2.8 RNA-seq library construction and transcriptome analysis
RNA-seq libraries were constructed from high-quality RNA samples using standard protocols for Illumina sequencing. Library preparation included mRNA purification, fragmentation, cDNA synthesis, adapter ligation, and PCR amplification, with library quality and quantity assessed using appropriate quality control measures. RNA-seq libraries were constructed using the TruSeq RNA Sample Preparation Kit v2 (Illumina Inc., San Diego, CA, USA) following the manufacturer’s protocol. Libraries were sequenced on an Illumina NovaSeq 6000 platform (Illumina Inc., San Diego, CA, USA) using 2×150 bp paired-end sequencing chemistry at the Beijing Genomics Institute (BGI, Shenzhen, China). Sequencing depth averaged 30 million clean reads per sample to ensure adequate coverage for differential expression analysis. Raw sequencing data were processed through quality control pipelines to remove low-quality reads and adapter sequences. Raw RNA-seq reads were processed using standard bioinformatics pipelines, with quality control performed using FastQC, and reads trimmed and filtered as necessary. Clean reads were aligned to the soybean reference genome (Wm82.a4.v1) using appropriate alignment software. Gene expression levels were quantified and normalized as transcripts per million (TPM) to account for differences in sequencing depth and gene length. Differential expression analysis was performed to identify genes showing significant changes in expression between treated and control samples.

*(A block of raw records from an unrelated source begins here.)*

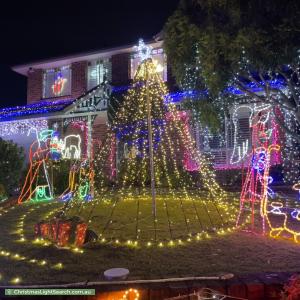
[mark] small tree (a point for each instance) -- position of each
(11, 165)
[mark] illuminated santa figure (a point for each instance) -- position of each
(58, 85)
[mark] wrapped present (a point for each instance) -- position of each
(37, 230)
(80, 234)
(64, 229)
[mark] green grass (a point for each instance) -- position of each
(237, 253)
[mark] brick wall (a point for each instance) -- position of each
(34, 85)
(120, 64)
(79, 78)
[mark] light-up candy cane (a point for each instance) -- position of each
(37, 159)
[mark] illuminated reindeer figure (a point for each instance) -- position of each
(279, 218)
(38, 155)
(256, 190)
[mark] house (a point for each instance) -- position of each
(70, 94)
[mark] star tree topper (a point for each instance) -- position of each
(144, 51)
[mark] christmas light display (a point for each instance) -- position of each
(296, 187)
(42, 107)
(279, 219)
(131, 292)
(28, 259)
(21, 127)
(129, 182)
(255, 190)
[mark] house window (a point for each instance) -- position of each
(159, 59)
(57, 82)
(98, 72)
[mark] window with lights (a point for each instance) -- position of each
(57, 82)
(98, 72)
(159, 59)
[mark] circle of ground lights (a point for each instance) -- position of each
(172, 242)
(47, 243)
(15, 256)
(134, 291)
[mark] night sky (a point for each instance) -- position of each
(54, 28)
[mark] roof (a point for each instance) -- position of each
(66, 60)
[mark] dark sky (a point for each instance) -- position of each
(45, 29)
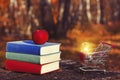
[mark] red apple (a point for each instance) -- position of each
(40, 36)
(82, 57)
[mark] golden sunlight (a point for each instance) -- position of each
(87, 47)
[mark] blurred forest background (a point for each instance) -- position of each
(68, 21)
(59, 17)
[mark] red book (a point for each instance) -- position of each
(20, 66)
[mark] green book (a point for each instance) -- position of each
(33, 58)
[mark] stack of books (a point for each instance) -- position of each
(26, 56)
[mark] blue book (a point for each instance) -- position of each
(29, 47)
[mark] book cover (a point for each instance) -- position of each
(29, 47)
(33, 58)
(19, 66)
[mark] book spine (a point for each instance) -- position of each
(23, 57)
(21, 48)
(22, 66)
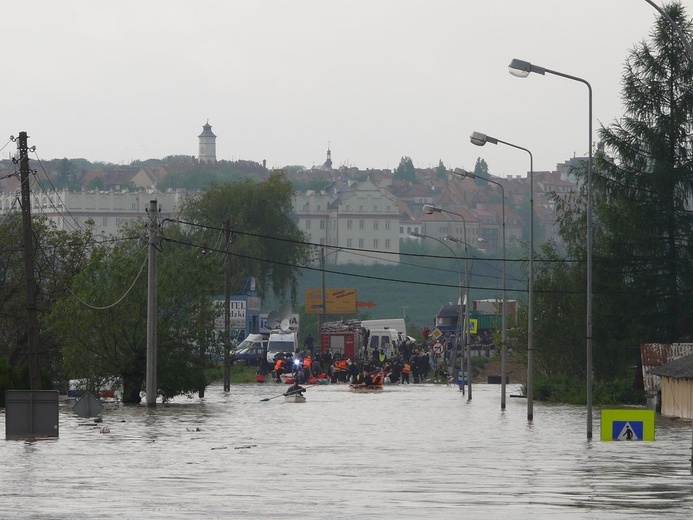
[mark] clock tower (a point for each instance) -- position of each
(207, 144)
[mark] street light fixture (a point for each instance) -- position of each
(462, 173)
(453, 356)
(480, 139)
(522, 69)
(428, 208)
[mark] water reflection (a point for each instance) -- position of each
(411, 451)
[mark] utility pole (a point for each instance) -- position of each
(324, 299)
(29, 260)
(152, 387)
(227, 307)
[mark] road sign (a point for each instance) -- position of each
(337, 301)
(627, 425)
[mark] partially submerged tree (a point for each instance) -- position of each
(266, 241)
(642, 192)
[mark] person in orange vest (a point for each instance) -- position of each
(279, 368)
(307, 364)
(405, 373)
(341, 369)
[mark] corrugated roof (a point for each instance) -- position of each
(655, 355)
(681, 368)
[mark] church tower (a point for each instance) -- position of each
(208, 144)
(327, 166)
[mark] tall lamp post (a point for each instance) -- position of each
(463, 173)
(522, 69)
(480, 139)
(453, 356)
(433, 209)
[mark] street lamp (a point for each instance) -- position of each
(433, 209)
(463, 173)
(453, 356)
(522, 69)
(480, 139)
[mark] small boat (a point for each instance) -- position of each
(365, 388)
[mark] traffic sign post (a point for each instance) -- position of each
(628, 425)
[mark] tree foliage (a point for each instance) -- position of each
(267, 243)
(59, 256)
(109, 301)
(642, 188)
(441, 171)
(481, 168)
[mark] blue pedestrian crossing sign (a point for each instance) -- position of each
(628, 425)
(627, 430)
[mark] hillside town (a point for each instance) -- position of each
(355, 209)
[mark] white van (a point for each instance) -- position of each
(281, 341)
(251, 340)
(386, 339)
(392, 323)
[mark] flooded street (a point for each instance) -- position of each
(412, 451)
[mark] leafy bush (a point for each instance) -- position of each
(556, 389)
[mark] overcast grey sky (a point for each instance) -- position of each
(279, 79)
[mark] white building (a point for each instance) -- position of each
(359, 223)
(106, 211)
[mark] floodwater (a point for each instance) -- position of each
(410, 451)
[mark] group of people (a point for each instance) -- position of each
(408, 365)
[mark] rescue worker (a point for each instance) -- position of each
(405, 373)
(377, 379)
(279, 368)
(295, 389)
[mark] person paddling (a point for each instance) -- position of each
(295, 389)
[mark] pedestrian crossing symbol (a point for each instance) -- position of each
(627, 430)
(628, 425)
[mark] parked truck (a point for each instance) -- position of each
(385, 335)
(343, 338)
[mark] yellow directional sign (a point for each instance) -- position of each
(337, 301)
(627, 425)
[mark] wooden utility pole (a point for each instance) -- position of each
(152, 387)
(29, 260)
(227, 308)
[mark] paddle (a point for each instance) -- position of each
(282, 395)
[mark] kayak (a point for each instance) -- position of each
(366, 388)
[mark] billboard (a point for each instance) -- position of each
(337, 301)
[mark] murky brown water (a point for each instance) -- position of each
(416, 451)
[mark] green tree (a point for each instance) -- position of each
(109, 301)
(441, 171)
(267, 243)
(647, 183)
(405, 171)
(642, 185)
(66, 176)
(59, 256)
(481, 168)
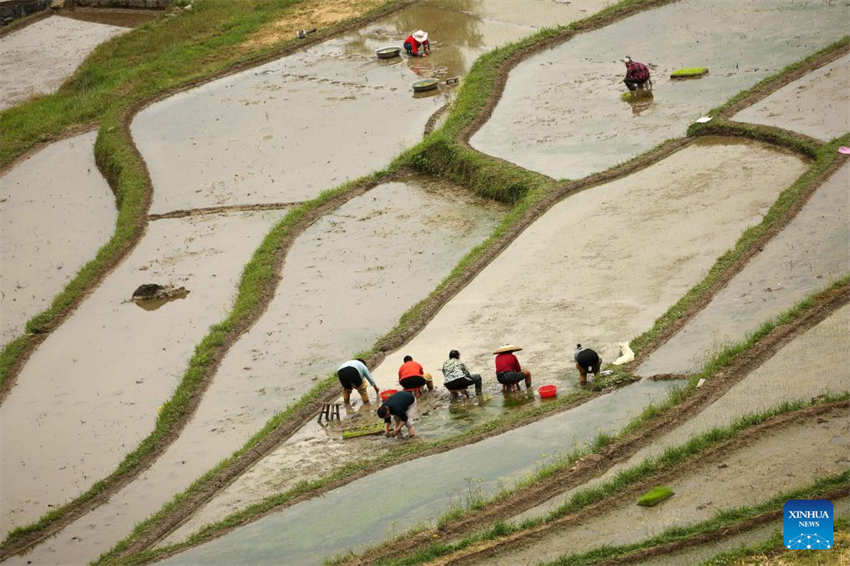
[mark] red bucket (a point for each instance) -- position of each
(547, 391)
(386, 394)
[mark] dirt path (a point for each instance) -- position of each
(55, 210)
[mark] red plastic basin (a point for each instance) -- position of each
(547, 391)
(387, 393)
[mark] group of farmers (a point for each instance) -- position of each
(397, 409)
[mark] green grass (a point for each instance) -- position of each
(689, 72)
(627, 478)
(655, 496)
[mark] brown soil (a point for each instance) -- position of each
(588, 467)
(310, 15)
(596, 464)
(220, 209)
(486, 549)
(394, 340)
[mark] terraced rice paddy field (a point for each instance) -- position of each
(300, 205)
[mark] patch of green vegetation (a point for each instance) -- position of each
(824, 157)
(624, 480)
(773, 551)
(689, 72)
(721, 520)
(655, 496)
(767, 83)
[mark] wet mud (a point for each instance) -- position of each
(382, 504)
(56, 210)
(748, 475)
(90, 393)
(121, 17)
(809, 253)
(553, 286)
(38, 58)
(289, 129)
(813, 364)
(815, 105)
(561, 113)
(346, 280)
(750, 538)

2.9 Expression pattern analysis and statistical analysis
Expression patterns of GmCCR genes were analyzed using the processed transcriptome data, with temporal expression profiles generated for each gene across the six time points (0, 1, 3, 6, 12, and 24 hours) under each stress treatment condition. The sequences of primers used in this study are listed in Supplementary Table S1. Genes showing significant differential expression were identified based on statistical criteria, including fold change thresholds and adjusted p-values. Statistical analyses were performed using GraphPad Prism 9.5 software, with expression data analyzed using two-way ANOVA with treatment and time as factors, followed by Tukey’s multiple comparison test for post-hoc analysis. Statistical significance was set at p < 0.05, and the experimental design included appropriate biological replicates for each treatment and time point combination to ensure statistical power and reliability of the results.
3 Results
3.1 Genome-wide identification and comprehensive characterization of soybean CCR genes
To systematically identify all members of the CCR gene family in soybean, we performed comprehensive BLAST searches against the NCBI and Phytozome v13 databases using known CCR protein sequences from Arabidopsis thaliana as queries. Following stringent filtering criteria based on conserved domain analysis and sequence similarity thresholds (>40% identity and E-value <1e-5), we identified 15 putative GmCCR genes distributed across 12 of the 20 soybean chromosomes (Figure 1, Table 1). The identified GmCCR genes were systematically named GmCCR1 through GmCCR15 based on their chromosomal positions and phylogenetic relationships. Chromosomal distribution analysis revealed that these genes are present on chromosomes 01, 02, 05, 07, 08, 09, 11, 13, 14, 15, 18, and 19, with chromosome 07, 08, and 15 each harboring two GmCCR genes, while the remaining chromosomes contain single genes. Notably, chromosomes 03, 04, 06, 10, 12, 16, 17, and 20 lack CCR genes, indicating non-random distribution patterns that may reflect evolutionary constraints or functional clustering. Detailed analysis of the coding sequences revealed substantial variation in gene length and encoded protein properties. The coding sequence lengths ranged from 807 bp (GmCCR3) to 1,089 bp (GmCCR15), corresponding to proteins of 269 – 363 amino acids. The predicted molecular weights varied from 29.84 kDa (GmCCR3) to 40.34 kDa (GmCCR15), while theoretical isoelectric points (pI) ranged from 5.24 (GmCCR1) to 6.94 (GmCCR3), indicating diverse biochemical properties that may reflect functional specialization. Instability index calculations revealed that 12 out of 15 GmCCR proteins (80%) were classified as stable (instability index <40), with only GmCCR7, GmCCR10, and GmCCR14 showing instability indices above 40, suggesting potential regulatory roles or context-dependent stability. The grand average of hydropathicity (GRAVY) values were consistently negative (ranging from -0.142 to -0.387), indicating that all GmCCR proteins are hydrophilic, consistent with their predicted enzymatic functions in aqueous cellular environments.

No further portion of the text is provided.